Improving network agility with seamless BGP reconfigurations

Date and Time
Monday, April 2, 2012 - 12:30pm to 1:20pm
Location
Computer Science 302
Type
Talk
Speaker
Laurent Vanbever, from UCL (Louvain-la-Neuve, Belgium)
Host
Jennifer Rexford
Today, the network infrastructure of Internet Service Providers (ISPs) undergoes constant evolution. Whenever new requirements arise (e.g., the deployment of a new point-of-presence, or a change in the business relationships with a neighboring ISP), network operators need to modify the BGP configuration of their network. Due to the complexity of BGP, and the lack of methodologies and tools, maintaining service availability during reconfigurations that involve BGP is a challenge for network operators.

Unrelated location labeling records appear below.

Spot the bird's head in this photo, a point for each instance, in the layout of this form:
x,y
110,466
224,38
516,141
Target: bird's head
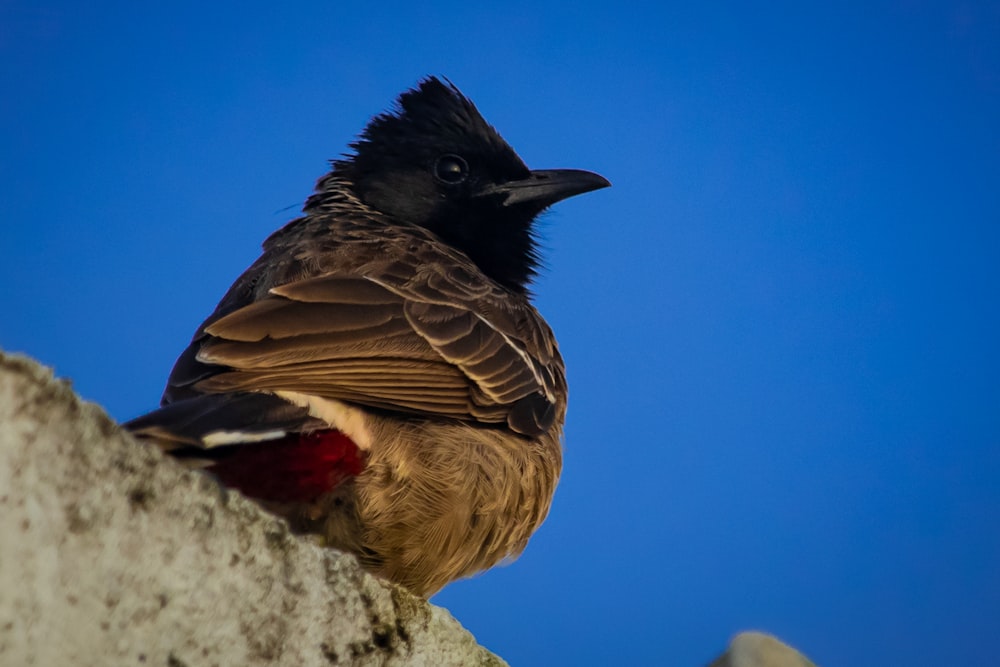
x,y
435,162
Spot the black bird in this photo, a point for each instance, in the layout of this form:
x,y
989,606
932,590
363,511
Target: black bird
x,y
379,376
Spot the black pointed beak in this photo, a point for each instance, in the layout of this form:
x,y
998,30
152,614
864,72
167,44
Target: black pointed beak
x,y
545,187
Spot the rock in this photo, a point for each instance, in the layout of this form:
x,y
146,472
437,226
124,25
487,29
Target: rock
x,y
112,554
756,649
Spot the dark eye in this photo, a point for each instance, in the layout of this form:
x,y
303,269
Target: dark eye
x,y
451,169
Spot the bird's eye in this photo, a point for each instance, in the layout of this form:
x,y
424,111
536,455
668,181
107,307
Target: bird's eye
x,y
451,169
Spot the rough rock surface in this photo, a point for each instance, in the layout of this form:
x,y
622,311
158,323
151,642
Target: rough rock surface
x,y
112,555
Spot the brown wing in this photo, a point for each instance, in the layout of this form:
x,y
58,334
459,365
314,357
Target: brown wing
x,y
411,335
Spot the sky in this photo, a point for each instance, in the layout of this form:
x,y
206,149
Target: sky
x,y
780,325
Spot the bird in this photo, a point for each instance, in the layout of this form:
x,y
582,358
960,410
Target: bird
x,y
379,377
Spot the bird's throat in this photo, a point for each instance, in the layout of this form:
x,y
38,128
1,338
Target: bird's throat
x,y
300,467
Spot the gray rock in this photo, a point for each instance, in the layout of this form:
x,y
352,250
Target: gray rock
x,y
111,554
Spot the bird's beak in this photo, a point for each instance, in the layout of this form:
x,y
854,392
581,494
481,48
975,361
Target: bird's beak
x,y
545,187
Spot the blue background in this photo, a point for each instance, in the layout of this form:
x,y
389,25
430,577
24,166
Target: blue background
x,y
781,324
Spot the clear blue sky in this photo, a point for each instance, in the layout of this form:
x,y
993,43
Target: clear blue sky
x,y
781,324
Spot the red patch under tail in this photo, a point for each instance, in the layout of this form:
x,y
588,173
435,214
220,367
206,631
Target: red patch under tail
x,y
297,468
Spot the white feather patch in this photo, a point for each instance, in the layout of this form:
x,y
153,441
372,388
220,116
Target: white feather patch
x,y
217,438
350,421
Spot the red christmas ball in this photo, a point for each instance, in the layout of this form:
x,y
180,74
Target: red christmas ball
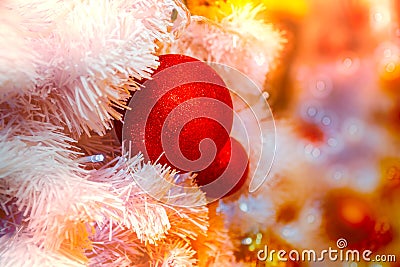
x,y
183,115
227,173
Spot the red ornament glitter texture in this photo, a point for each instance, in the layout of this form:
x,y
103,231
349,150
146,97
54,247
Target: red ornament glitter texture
x,y
182,117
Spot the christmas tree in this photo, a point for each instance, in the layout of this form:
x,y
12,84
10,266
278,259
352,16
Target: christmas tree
x,y
198,133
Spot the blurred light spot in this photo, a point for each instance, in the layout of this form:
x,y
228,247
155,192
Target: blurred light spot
x,y
333,142
378,17
348,65
316,152
288,231
387,53
321,87
259,59
312,111
258,239
310,218
338,175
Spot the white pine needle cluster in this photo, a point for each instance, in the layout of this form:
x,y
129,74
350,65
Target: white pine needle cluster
x,y
81,56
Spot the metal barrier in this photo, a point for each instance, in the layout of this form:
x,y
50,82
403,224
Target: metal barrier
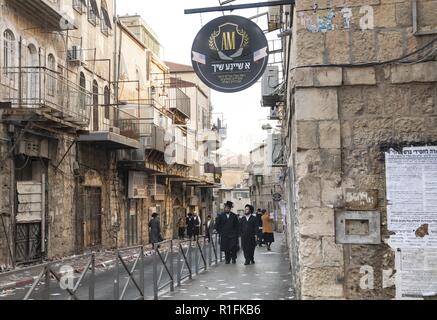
x,y
48,272
167,266
192,257
184,261
130,271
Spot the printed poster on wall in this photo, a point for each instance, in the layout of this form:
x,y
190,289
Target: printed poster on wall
x,y
411,178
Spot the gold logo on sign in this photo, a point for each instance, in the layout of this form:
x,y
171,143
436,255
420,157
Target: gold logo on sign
x,y
229,41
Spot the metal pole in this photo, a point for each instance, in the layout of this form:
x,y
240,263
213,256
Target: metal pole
x,y
155,275
116,278
196,257
142,284
47,283
171,267
209,249
43,214
191,260
92,278
179,266
240,6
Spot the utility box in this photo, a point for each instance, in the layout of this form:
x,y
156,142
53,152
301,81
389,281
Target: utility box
x,y
358,227
270,83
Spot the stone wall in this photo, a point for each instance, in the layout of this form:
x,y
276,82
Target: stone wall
x,y
343,117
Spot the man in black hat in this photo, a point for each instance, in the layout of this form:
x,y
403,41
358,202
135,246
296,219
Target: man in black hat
x,y
248,231
227,226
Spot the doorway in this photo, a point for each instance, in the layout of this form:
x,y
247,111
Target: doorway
x,y
92,206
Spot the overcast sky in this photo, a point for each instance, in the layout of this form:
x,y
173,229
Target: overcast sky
x,y
176,31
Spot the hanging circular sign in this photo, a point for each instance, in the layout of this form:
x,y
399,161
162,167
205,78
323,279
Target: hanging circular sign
x,y
230,54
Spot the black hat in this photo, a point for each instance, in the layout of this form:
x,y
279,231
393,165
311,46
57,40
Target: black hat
x,y
229,204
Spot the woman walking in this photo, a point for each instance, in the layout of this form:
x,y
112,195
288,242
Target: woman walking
x,y
269,236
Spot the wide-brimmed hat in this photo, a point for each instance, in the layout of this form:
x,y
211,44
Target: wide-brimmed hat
x,y
229,204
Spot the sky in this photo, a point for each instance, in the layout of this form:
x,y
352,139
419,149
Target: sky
x,y
176,31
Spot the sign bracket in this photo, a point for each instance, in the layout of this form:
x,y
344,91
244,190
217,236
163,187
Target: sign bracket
x,y
240,6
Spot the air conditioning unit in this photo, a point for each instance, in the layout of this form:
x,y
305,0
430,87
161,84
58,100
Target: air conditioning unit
x,y
75,54
274,18
270,83
114,130
274,114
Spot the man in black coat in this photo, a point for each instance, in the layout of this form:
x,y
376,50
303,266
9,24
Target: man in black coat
x,y
248,231
191,226
227,225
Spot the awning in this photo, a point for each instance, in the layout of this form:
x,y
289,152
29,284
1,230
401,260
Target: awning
x,y
106,18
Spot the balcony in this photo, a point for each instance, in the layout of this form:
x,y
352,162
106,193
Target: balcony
x,y
118,129
47,13
41,95
179,103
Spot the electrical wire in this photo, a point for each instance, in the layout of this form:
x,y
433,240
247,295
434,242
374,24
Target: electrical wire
x,y
375,63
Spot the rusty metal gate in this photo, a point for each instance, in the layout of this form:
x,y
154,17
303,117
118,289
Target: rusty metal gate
x,y
28,242
92,206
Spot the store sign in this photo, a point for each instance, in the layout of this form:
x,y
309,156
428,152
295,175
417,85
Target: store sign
x,y
230,54
137,185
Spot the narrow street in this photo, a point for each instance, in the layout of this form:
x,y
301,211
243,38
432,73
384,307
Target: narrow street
x,y
268,279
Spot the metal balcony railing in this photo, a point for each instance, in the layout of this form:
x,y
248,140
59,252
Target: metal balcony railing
x,y
153,136
178,101
42,89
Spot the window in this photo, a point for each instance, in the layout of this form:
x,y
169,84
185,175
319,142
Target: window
x,y
82,84
79,6
8,53
107,97
105,20
95,106
93,12
51,74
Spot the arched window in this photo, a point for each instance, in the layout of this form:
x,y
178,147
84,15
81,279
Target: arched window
x,y
8,53
51,74
82,84
107,97
105,23
95,106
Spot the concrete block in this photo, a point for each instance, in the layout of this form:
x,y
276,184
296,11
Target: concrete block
x,y
316,222
322,282
421,72
316,104
328,77
307,137
309,193
329,133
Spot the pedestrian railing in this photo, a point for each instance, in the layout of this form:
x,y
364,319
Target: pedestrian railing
x,y
60,280
184,261
163,260
138,283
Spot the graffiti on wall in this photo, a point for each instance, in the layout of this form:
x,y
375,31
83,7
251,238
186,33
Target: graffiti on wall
x,y
324,22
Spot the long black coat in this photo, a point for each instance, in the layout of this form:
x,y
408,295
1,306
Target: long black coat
x,y
228,229
248,231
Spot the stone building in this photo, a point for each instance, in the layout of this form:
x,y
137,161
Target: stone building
x,y
361,78
92,138
264,182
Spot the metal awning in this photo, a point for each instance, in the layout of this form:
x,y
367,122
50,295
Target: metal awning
x,y
95,8
46,13
106,18
110,140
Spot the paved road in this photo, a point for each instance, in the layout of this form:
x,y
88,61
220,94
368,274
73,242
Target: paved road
x,y
268,279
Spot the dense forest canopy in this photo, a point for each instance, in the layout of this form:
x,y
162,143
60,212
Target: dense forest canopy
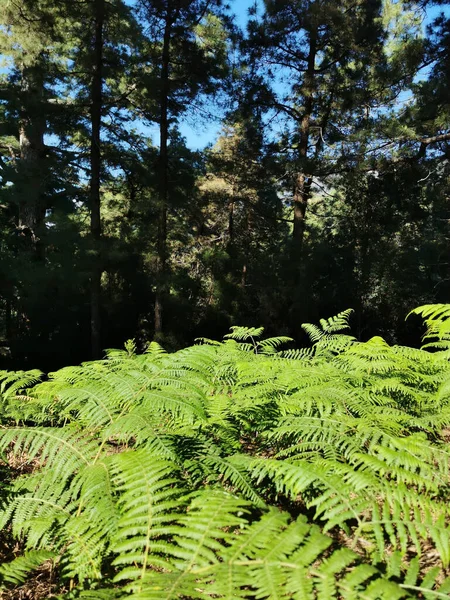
x,y
327,187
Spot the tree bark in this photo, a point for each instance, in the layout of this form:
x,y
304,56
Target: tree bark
x,y
96,165
303,180
163,167
32,152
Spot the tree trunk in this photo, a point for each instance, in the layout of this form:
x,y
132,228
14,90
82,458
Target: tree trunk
x,y
163,167
303,180
96,164
32,152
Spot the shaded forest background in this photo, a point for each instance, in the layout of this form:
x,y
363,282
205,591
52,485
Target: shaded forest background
x,y
327,188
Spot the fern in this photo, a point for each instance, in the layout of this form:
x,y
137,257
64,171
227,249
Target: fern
x,y
156,475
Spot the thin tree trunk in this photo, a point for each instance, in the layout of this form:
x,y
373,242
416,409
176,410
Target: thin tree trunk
x,y
161,268
303,180
96,164
32,152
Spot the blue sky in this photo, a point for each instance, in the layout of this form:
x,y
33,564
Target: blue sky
x,y
198,134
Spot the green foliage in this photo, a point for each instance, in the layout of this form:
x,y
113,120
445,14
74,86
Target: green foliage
x,y
228,470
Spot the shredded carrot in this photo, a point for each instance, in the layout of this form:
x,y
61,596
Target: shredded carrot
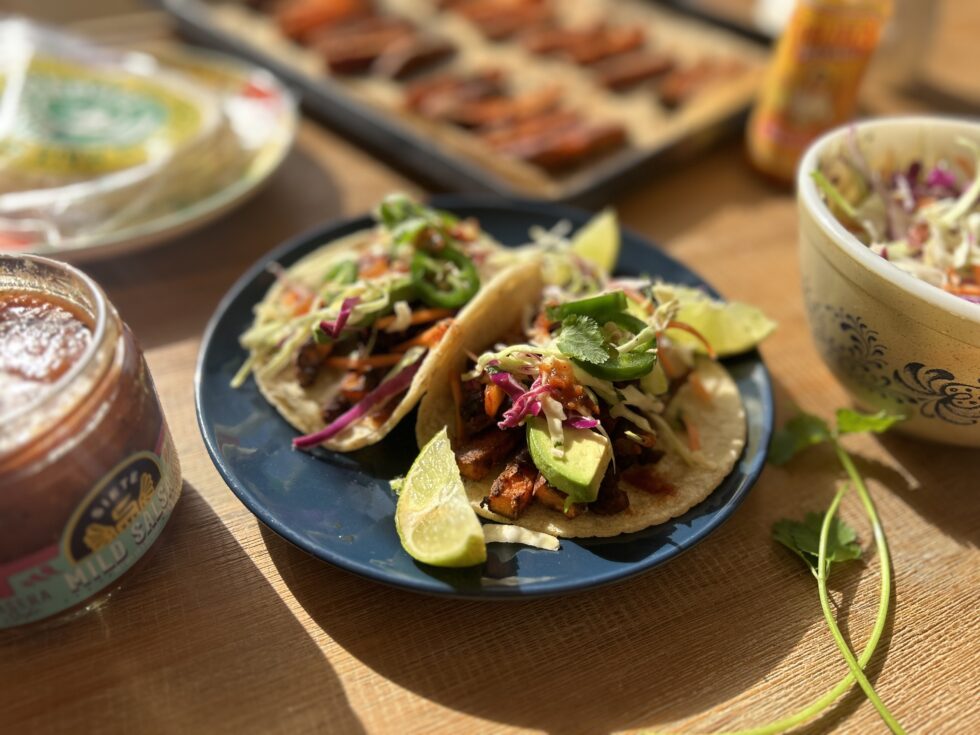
x,y
429,338
638,298
493,396
456,386
364,363
422,316
691,330
693,435
699,389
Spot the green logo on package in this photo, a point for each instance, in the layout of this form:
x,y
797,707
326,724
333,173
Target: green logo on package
x,y
87,113
77,122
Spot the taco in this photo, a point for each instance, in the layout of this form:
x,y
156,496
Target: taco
x,y
346,340
584,418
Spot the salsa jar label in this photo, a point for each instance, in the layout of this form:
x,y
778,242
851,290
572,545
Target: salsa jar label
x,y
111,529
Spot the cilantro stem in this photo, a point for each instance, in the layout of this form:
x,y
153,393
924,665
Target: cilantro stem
x,y
884,597
820,704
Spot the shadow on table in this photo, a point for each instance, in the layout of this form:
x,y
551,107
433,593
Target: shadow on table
x,y
720,174
669,644
204,264
927,483
941,502
197,641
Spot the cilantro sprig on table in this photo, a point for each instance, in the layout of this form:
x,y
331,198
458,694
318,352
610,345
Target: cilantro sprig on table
x,y
821,541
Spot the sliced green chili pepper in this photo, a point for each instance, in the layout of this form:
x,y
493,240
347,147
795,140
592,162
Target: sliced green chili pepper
x,y
447,294
600,308
625,365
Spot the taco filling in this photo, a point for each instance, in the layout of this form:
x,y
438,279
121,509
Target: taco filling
x,y
342,336
588,419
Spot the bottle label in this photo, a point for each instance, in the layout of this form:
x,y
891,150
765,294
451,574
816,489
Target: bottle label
x,y
813,83
114,525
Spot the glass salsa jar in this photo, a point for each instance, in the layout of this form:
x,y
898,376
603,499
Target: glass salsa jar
x,y
88,471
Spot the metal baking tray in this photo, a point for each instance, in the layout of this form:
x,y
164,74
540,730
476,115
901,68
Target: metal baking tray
x,y
441,158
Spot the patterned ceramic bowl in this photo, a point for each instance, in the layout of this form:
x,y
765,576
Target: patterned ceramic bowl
x,y
895,342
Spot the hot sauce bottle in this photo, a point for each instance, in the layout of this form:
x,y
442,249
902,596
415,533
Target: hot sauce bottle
x,y
813,79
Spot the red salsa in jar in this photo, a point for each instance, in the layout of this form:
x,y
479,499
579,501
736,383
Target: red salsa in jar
x,y
88,472
41,337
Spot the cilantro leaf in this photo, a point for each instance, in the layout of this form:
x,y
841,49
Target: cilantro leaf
x,y
801,431
855,422
581,337
803,539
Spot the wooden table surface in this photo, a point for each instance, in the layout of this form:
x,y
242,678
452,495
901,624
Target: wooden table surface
x,y
229,629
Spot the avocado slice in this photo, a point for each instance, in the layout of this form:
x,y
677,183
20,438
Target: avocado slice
x,y
579,471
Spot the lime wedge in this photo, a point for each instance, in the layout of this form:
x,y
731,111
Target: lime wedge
x,y
598,240
730,327
434,519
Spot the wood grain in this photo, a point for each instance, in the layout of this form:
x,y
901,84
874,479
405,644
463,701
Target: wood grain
x,y
228,629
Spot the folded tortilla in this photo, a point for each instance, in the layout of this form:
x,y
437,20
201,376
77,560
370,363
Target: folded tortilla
x,y
303,407
720,421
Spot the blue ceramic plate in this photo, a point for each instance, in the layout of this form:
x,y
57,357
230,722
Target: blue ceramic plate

In this talk, we address the problem of deploying a new BGP configuration in a running ISP with no impact on the data-plane traffic. First, we show that the current best practices to reconfigure BGP (eBGP and iBGP) do not provide guarantees with respect to packet loss. In particular, we show that long-lasting routing and forwarding anomalies can occur even when the initial and the final BGP configurations are anomaly-free. Then, we study the problem of finding an operational ordering of the reconfiguration steps which guarantees no packet loss. Unfortunately, such an operational ordering, when it exists, is computationally hard to find. Finally, to enable disruption-free reconfigurations, we propose a framework which extends current carrier-grade routers to run two BGP control-planes in parallel. We present a prototype implementation and show its effectiveness through a case study.